Best Way to Protect the Snakes is to NOT Build DRIC

From Daily Commercial News & Construction Data (Markham, ON) published April 25, 2011

Windsor, Ontario parkway fence serves as endangered species protection

WINDSOR

Thirteen kilometres of black geotextile fencing has been almost fully installed along the corridor of the Windsor-Essex Parkway, the planned extension of Hwy 401 linking to a new bridge between Windsor and Detroit.

The entire project is known as the Detroit River International Crossing (DRIC).

The fence is to keep two species of snakes out of the construction zone for the $1.6 billion road. These are the Eastern Fox Snake and the Butler’s Garter Snake.

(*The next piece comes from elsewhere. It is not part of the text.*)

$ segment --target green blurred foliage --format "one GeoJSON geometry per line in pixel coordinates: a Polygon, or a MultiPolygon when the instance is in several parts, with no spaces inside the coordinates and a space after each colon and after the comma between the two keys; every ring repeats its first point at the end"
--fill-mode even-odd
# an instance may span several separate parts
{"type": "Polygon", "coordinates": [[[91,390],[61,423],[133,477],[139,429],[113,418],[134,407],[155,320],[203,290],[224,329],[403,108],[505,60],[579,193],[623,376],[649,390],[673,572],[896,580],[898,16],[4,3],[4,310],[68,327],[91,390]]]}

The snakes were identified as protected species under the Endangered Species Act.

The permit issued required that the animals, as well as six plant species, be protected during the construction of the 11-kilometre, six-lane sunken freeway, which will also have service roads, extensive tunnelling, and will be topped by 240 acres of green space. It’s by far Ontario’s most expensive highway project per kilometre.

Demolition along the corridor is moving apace. The construction consortium, the Windsor Essex Mobility Group (WEMG), has said major work should begin by July or August. Some initial bridgework has been completed at the start of the Parkway near where Hwy. 401 currently ends.

The fencing is quite noticeable along Hwy 3 and Huron Church Road south of the city-owned E. C. Row Expressway, with numerous sections built in a strategic but seeming random pattern, often zigzagging around properties bordering the corridor.

The solid fence is six feet in height and connected by two-by-four wood frames. Geotextile, permeable and commonly made of polypropylene, is used for silt fences or to prevent erosion.

In this case, it is embedded six inches below ground in a trench, which prevents the Eastern Fox Snake — which measures between 80 and 140 cm — from going underneath it.

Geotextile’s smooth surface also prevents snakes from climbing over the top since they “don’t have anything they can latch on to,” said Joel Foster, who heads MTO’s environmental section for the Windsor Border Initiatives Implementation Group.

The other protected snake species is the Butler’s Garter Snake which measures 30 to 50 cm.

But Foster said this snake is much smaller and doesn’t have the mobility of the Eastern Fox Snake.

So the fence “isn’t designed for that species in particular because they don’t climb and they don’t have the same ability as the Fox Snake and they don’t move around as much either.”

Foster said this is the most extensive use of such fencing for a highway project in Ontario, noting the Endangered Species Act is also relatively new legislation.

Foster said environmentalists were consulted about endangered species as part of parkway planning and there will be follow-up public consultation.

He did not provide a cost for the fence, saying the expense is “rolled into” the overall consortium contract.

Phil Roberts, president of the local Essex County Field Naturalists Club, said WEMG has “some good local talent” specializing in snakes working with it. He also said construction staff have “all gone through some fairly stringent training” to identify snakes and other species.

Roberts did not know the fence’s cost but suggested if it was $100,000 the price is worth it.

Nevertheless, he said, “We know there are going to be negative impacts. This Parkway will pave over endangered species, essentially.”